Scientists noted in their article the existence of other rendering techniques, but all of them require placing on the site a large number of synchronized cameras transmitting high-definition video.
The presented system works on the basis of a convolutional neural network. The developers compiled a data set of 12,000 pairs of “image – depth map” from the FIFA game and trained the neural network to track the correlation between these types of data. When working with a video of a match, the algorithm recognizes each player, creates a model of its skeleton and dynamics. Then, based on the training data, he predicts a depth map for an individual image and recreates the game in virtual space. With augmented reality glasses, Microsoft HoloLens developers were able to place a 3D model on the surface of the table.

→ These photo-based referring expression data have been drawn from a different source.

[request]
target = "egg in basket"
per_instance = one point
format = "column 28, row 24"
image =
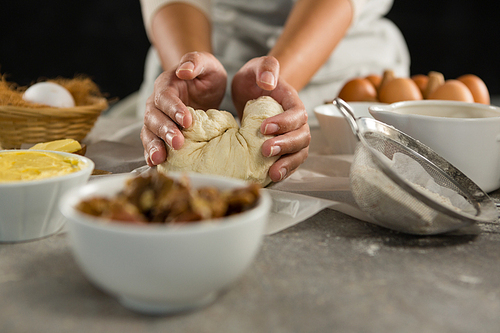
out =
column 51, row 110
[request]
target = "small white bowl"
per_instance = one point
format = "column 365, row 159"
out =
column 336, row 130
column 29, row 209
column 465, row 134
column 159, row 269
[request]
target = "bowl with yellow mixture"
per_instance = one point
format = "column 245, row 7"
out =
column 31, row 184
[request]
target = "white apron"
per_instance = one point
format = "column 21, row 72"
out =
column 245, row 29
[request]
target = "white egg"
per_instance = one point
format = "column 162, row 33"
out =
column 49, row 93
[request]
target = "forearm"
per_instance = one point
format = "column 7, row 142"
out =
column 311, row 33
column 177, row 29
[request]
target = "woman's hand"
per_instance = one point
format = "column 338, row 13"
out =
column 199, row 81
column 260, row 77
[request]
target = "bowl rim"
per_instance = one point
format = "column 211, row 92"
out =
column 73, row 216
column 87, row 167
column 392, row 109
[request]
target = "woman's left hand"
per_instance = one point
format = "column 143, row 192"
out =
column 260, row 77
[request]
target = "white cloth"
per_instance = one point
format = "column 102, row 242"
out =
column 245, row 29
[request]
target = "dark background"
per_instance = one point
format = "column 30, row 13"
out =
column 105, row 39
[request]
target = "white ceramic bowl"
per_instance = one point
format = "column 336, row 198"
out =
column 336, row 130
column 29, row 209
column 159, row 269
column 465, row 134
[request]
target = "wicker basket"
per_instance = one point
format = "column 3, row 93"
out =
column 20, row 125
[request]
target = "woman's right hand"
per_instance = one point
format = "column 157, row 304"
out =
column 199, row 81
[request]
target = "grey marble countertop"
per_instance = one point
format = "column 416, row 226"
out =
column 330, row 273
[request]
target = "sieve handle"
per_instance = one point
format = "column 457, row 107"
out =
column 348, row 114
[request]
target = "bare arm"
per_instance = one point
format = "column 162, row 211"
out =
column 311, row 33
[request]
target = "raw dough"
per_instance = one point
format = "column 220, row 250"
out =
column 215, row 144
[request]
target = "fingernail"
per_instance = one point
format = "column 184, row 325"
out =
column 267, row 78
column 187, row 66
column 153, row 155
column 271, row 128
column 179, row 116
column 275, row 150
column 169, row 137
column 282, row 173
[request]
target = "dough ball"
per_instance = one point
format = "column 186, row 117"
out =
column 215, row 144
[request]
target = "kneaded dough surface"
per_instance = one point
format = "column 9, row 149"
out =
column 215, row 144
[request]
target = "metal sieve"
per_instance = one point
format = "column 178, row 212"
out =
column 399, row 204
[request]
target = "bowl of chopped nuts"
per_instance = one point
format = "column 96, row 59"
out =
column 163, row 244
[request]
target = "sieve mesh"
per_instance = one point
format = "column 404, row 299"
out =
column 398, row 204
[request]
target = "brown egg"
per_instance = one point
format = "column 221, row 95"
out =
column 421, row 81
column 477, row 87
column 358, row 89
column 436, row 80
column 399, row 89
column 453, row 90
column 374, row 79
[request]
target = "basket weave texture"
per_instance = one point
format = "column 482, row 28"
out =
column 23, row 125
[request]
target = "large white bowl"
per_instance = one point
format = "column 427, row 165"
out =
column 465, row 134
column 29, row 209
column 335, row 128
column 164, row 268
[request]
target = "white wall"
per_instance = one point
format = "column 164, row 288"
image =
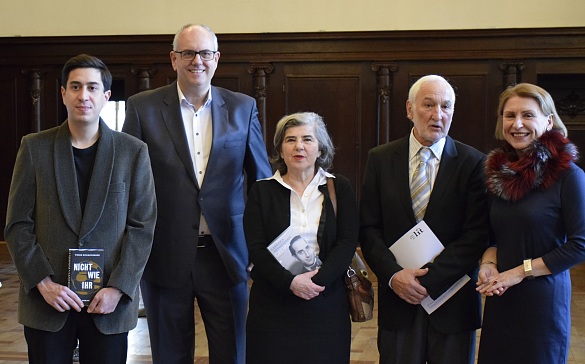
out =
column 124, row 17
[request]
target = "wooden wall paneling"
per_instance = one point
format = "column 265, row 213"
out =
column 334, row 92
column 565, row 81
column 11, row 90
column 384, row 78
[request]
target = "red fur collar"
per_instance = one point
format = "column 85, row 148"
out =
column 511, row 178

The developers have not paid attention to optimization, so video processing at this stage requires a lot of computational power. They tested the algorithm on a desktop computer with a Core i7 processor, 32 GB of RAM and a 6 GB GTX 1080 video card – under these conditions, the analysis of each frame as 4K took about 15 seconds.
The quality of the model can degrade the strong motion blur due to the speed of movement, as well as recording in low resolution. In addition, the scientists noted that they only considered the horizontal movement of players – the algorithm cannot handle jumping.
In early June 2018, a group of scientists working on the Face2Face project presented a system that in real time recreates human movements in virtual reality – turns of the head, body, neck and even facial expressions. It can transmit these dynamics to the model of the user himself or another person.